Starting the Schema Registry service is simple once its dependencies are running:
$ cd confluent-1.0/
# The default settings in schema-registry.properties work automatically with
# the default settings for local ZooKeeper and Kafka nodes.
$ bin/schema-registry-start etc/schema-registry/schema-registry.properties
If you installed Debian or RPM packages, you can simply run schema-registry-start
as it will be on your PATH
. If you started the service in the background,
you can use the following command to stop it:
$ bin/schema-registry-stop
Deployment¶
The REST interface to schema registry includes a built-in Jetty server.

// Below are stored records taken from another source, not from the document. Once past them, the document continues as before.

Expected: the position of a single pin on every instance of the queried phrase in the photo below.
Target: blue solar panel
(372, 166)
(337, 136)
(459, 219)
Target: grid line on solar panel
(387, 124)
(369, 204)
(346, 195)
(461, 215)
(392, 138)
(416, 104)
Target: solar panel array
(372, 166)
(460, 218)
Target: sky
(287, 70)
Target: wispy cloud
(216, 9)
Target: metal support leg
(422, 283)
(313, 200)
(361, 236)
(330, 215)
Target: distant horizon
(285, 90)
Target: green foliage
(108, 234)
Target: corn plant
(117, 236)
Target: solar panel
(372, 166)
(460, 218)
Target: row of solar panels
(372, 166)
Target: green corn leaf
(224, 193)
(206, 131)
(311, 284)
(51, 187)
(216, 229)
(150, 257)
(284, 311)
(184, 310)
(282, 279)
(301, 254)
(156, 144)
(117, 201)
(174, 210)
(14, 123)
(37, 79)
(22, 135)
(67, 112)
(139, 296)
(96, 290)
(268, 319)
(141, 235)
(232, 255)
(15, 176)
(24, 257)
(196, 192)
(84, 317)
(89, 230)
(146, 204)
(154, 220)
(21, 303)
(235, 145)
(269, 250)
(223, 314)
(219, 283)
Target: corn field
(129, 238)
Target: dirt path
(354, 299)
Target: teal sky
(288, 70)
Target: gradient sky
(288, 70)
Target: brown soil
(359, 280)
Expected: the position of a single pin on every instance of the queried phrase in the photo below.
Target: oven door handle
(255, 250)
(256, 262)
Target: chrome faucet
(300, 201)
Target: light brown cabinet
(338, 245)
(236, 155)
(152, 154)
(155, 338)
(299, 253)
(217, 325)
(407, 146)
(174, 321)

The
wrapper scripts bin/schema-registry-start
and bin/schema-registry-stop
are the recommended method of starting and stopping the service. However, you
can also start the server directly yourself:
$ bin/schema-registry-start [schema-registry.properties]
where schema-registry.properties
contains configuration settings as specified by the
SchemaRegistryConfig
class. Although the properties file is not required,
the default configuration is not intended for production. Production deployments
should specify a properties file. By default the server starts bound to port
8081, expects Zookeeper to be available at localhost:2181
, and a Kafka broker
at localhost:9092
.
Development¶
To build a development version, you may need a development versions of common and rest-utils. After installing these, you can build the Schema Registry with Maven. All the standard lifecycle phases work. During development, use
$ mvn compile
to build,
$ mvn test
to run the unit and integration tests, and
$ mvn exec:java
to run an instance of the Schema Registry against a local Kafka cluster (using the default configuration included with Kafka).

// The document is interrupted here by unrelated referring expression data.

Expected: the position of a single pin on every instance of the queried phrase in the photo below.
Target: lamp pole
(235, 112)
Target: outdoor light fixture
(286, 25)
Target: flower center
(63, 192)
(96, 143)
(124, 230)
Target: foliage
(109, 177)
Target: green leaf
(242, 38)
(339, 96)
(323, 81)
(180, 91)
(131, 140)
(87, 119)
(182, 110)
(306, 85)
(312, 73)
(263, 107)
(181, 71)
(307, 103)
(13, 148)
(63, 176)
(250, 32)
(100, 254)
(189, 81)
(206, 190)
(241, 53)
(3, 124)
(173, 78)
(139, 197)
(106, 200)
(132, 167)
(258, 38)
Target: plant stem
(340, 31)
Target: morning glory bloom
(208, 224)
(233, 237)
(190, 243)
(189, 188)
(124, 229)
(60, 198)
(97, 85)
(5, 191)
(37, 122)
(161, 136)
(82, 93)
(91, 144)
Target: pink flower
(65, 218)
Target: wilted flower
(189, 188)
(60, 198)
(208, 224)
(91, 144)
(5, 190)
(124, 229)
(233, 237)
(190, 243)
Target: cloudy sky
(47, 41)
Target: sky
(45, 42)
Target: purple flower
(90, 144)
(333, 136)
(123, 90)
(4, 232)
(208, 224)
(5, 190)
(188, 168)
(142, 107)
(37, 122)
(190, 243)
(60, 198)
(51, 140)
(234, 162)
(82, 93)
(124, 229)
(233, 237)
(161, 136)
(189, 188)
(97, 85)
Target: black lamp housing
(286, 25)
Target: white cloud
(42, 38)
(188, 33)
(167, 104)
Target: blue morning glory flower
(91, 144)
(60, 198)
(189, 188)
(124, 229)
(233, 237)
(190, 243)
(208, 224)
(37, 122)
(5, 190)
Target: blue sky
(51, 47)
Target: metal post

To create a packaged version, optionally skipping the tests:
$ mvn package [-DskipTests]
This will produce a version ready for production in
package/target/kafka-schema-registry-package-$VERSION-package
containing a directory layout
similar
to the packaged binary versions. You can also produce a standalone fat jar using the
standalone
profile:
$ mvn package -P standalone [-DskipTests]
generating
package/target/kafka-schema-registry-package-$VERSION-standalone.jar
, which includes all the
dependencies as well.
Requirements¶
- Kafka: Schema Registry works with Kafka 0.8.2.0-cp / 0.8.2.1 or higher. We recommend 0.8.2.2.
Contribute¶
- Source Code: https://github.com/confluentinc/schema-registry
- Issue Tracker: https://github.com/confluentinc/schema-registry/issues
License¶
The Schema Registry is licensed under the Apache 2 license.